Meski tidak ditemukan jejak awal postingan, pengguna sosial media tetap membagikan meme tersebut. Olok-olok atas agama Islam dengan meme yang sumbernya tidak bisa dilacak kebenarannya ini diunggah oleh akun-akun dengan jumlah follower besar dan mempengaruhi banyak pengguna Internet. Di antaranya akun twitter @tretanmuslim @uusbiasaaja dan fanspage Facebook Denny Siregar.

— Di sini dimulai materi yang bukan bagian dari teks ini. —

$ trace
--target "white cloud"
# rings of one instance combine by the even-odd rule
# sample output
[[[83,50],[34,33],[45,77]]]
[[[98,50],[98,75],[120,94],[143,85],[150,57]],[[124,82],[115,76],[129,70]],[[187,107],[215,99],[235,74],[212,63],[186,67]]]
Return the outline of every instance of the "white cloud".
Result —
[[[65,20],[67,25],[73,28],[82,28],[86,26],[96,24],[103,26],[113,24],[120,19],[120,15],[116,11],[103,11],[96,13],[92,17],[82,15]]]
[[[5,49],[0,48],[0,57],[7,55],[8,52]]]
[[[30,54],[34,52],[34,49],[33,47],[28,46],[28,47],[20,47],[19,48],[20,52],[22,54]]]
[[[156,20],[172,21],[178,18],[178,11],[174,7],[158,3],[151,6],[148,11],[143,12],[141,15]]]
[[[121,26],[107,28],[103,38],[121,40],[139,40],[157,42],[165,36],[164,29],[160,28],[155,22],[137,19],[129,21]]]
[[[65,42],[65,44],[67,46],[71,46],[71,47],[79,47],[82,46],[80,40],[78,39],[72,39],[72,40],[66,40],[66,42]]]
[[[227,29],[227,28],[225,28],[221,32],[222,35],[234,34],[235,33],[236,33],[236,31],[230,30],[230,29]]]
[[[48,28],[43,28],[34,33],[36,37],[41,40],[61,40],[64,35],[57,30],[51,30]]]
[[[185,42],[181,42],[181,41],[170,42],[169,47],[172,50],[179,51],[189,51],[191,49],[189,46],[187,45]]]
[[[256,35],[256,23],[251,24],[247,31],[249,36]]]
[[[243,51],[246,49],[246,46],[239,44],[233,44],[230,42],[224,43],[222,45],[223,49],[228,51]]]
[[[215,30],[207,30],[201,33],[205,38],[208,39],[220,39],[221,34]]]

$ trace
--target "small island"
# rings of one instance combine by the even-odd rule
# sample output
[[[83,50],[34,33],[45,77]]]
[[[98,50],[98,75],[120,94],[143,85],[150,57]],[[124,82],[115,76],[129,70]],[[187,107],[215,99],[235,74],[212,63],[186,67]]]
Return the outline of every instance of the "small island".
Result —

Dalam penelusuran Republika.co.id di sosial media, akun-akun yang membagikan postingan “Klepon Tidak Islami” adalah akun-akun pendukung salah satu presiden pada pemilu tahun lalu. Akun-akun yang berafiliasi kepada pilihan politik ini menjadi pemicu besarnya postingan “Klepon Islami” yang berisi olok-olokan terhadap ajaran Islam.
Sementara, data Majelis Ulama Indonesia (MUI) menyatakan jajanan tradisional kelepon atau klepon adalah makanan halal. Kejanggalan postingan “Klepon Islami” ini semakin jelas, saat beberapa jejak postingan sengaja dihapus oleh beberapa akun yang memposting meme tersebut.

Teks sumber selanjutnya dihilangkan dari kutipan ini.